Parte IV. Relazioni di lavoro, rappresentanza e sviluppo organizzativo
• Evoluzione dei sistemi di relazioni industriali in Italia.
• Organizzazioni sindacali, partecipazione e rappresentanza.
• Welfare aziendale e valorizzazione delle persone.
• Innovazione organizzativa, sviluppo sostenibile e governance.
• Le sfide future del lavoro e delle organizzazioni.

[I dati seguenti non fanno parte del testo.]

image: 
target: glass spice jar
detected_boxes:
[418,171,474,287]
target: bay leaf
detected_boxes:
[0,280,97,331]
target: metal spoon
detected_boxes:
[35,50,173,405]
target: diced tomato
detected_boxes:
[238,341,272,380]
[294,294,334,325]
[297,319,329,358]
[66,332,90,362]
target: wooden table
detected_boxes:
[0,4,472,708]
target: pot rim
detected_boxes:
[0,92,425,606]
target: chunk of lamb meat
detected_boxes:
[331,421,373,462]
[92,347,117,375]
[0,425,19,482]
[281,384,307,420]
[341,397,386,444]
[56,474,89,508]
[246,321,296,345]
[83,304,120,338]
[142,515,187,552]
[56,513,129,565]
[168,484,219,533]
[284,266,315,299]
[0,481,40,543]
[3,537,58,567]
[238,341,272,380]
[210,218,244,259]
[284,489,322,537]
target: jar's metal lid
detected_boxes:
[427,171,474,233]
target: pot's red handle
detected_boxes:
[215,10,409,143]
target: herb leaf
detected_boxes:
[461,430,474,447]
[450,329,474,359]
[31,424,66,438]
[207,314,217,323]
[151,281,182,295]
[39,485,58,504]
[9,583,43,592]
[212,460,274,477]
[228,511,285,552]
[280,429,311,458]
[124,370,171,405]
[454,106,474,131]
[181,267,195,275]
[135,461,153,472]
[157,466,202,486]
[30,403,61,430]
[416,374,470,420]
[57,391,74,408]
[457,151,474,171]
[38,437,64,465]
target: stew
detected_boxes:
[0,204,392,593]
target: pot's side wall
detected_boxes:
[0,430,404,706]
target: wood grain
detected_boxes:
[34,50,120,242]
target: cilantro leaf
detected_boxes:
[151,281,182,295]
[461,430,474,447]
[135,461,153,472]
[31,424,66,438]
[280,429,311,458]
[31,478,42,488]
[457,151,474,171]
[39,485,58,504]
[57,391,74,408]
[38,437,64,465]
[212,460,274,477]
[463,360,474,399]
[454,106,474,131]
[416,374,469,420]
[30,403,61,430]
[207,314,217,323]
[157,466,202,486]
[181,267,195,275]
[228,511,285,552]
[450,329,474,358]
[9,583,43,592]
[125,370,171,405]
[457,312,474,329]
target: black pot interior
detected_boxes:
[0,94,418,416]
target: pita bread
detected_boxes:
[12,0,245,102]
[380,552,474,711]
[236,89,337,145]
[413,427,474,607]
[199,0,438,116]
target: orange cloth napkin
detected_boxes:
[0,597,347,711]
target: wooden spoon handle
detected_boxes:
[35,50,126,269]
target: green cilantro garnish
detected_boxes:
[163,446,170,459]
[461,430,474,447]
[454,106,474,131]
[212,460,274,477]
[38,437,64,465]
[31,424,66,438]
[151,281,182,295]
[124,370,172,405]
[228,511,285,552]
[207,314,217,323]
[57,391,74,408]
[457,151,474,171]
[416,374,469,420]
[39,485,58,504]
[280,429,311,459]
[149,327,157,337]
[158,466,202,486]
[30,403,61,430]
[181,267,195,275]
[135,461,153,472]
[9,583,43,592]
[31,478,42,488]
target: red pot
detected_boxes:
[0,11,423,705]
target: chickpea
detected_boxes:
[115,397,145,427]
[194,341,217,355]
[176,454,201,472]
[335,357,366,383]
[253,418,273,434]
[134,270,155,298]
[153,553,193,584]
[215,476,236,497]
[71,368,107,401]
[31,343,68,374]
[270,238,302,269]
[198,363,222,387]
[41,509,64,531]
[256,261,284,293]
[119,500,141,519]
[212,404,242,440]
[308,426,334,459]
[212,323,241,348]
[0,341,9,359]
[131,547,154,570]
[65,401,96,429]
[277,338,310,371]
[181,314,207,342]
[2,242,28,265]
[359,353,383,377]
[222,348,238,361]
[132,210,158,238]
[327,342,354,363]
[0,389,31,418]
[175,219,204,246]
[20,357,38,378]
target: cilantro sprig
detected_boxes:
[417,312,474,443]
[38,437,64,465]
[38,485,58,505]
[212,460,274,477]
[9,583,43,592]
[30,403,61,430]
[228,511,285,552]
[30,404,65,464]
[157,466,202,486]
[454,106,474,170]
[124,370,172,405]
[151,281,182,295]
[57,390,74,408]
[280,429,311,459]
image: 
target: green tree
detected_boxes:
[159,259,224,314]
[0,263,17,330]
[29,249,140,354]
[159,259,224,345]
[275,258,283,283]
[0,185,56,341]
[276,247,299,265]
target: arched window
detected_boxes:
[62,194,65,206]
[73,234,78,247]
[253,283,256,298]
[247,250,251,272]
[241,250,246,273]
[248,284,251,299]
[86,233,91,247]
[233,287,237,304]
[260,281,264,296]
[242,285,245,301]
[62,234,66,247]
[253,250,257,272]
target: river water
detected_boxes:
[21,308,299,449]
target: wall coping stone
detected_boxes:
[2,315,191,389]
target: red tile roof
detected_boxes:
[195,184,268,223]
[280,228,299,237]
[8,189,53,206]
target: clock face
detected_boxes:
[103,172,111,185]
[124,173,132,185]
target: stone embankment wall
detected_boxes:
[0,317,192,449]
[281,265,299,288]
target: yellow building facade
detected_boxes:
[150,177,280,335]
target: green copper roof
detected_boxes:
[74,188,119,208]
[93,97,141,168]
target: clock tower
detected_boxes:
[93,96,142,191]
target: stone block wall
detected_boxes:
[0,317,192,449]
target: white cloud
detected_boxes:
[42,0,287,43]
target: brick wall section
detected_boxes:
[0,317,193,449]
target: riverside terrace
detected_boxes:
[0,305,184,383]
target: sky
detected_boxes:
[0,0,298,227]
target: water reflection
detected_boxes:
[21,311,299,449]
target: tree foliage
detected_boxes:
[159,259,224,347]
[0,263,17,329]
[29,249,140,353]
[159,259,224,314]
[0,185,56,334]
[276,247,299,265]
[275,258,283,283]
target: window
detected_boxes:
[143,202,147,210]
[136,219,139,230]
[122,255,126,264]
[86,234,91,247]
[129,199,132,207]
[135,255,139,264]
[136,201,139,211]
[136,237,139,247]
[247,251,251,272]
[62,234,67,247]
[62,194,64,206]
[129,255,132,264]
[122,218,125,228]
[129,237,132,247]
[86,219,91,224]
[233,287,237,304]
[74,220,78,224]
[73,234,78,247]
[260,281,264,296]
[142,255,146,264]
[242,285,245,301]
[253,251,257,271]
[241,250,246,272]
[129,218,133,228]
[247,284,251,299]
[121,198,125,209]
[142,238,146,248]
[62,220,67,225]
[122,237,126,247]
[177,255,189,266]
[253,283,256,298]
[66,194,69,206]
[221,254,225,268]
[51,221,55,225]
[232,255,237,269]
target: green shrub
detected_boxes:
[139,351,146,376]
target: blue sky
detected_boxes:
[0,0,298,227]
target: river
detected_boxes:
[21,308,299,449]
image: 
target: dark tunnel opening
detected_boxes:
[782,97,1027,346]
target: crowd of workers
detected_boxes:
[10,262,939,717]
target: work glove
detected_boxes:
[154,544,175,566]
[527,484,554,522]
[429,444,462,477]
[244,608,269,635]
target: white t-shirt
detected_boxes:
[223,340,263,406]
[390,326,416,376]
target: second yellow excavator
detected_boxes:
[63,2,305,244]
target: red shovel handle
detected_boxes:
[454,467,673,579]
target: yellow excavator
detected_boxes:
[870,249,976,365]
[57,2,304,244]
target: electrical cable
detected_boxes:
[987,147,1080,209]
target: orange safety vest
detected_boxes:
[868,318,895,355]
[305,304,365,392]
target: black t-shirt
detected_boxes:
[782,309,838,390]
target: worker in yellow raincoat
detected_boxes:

Approfondimenti ed esercitazioni
Esercitazione 1
Il lavoro femminile in Italia
• Partecipazione femminile al mercato del lavoro
• Segregazione occupazionale e gender pay gap
• Politiche di pari opportunità
o Produzione di un breve rapporto di ricerca
Esercitazione 2
Le trasformazioni del lavoro nel cinema
Analisi sociologica delle rappresentazioni del lavoro attraverso la progettazione e realizzazione di un cineforum dedicato a Ken Loach.
Testi Adottati
• COCOZZA A., Comunicazione d’impresa e gestione delle risorse umane, FrancoAngeli, Milano, 2012. (Capitoli 1, 2, 5, 6)• COCOZZA A., L’Agire inatteso. Etica, razionalità, competenze, FrancoAngeli, Milano, 2020.
Modalità Frequenza
Il corso è in presenza. Le lezioni si svolgono durante il primo semestre, il lunedì, dalle ore 10,00 alle ore 13,00. Il programma per i non frequentanti è il medesimo - escluse le esercitazioni - e le modalità di valutazione sono quelle indicate nella sezione dedicata.Modalità Valutazione
La valutazione dell'apprendimento avviene attraverso una prova orale finale, finalizzata a verificare la padronanza dei contenuti teorici, la capacità di analisi dei modelli organizzativi e la competenza nell'interpretazione critica dei processi di trasformazione delle organizzazioni contemporanee. Durante il colloquio orale lo studente dovrà dimostrare: - la conoscenza dei concetti e delle teorie fondamentali della sociologia del lavoro e delle organizzazioni; - la comprensione delle trasformazioni del lavoro e delle organizzazioni nelle società contemporanee; - la capacità di analizzare criticamente fenomeni relativi al mercato del lavoro, alle competenze, alle relazioni industriali e ai processi di innovazione organizzativa; - la capacità di collegare prospettive teoriche e casi empirici; - chiarezza espositiva e appropriatezza del linguaggio disciplinare; - autonomia di giudizio e capacità di sviluppare argomentazioni coerenti, critiche e autonome. Per gli studenti frequentanti, il colloquio comprende anche la presentazione e discussione delle esercitazioni svolte in aula durante il corso. La valutazione terrà conto del livello di conoscenza dei contenuti, della capacità di analisi critica e di collegamento tra teoria e casi empirici, della proprietà di linguaggio e dell'autonomia argomentativa dimostrate nel colloquio.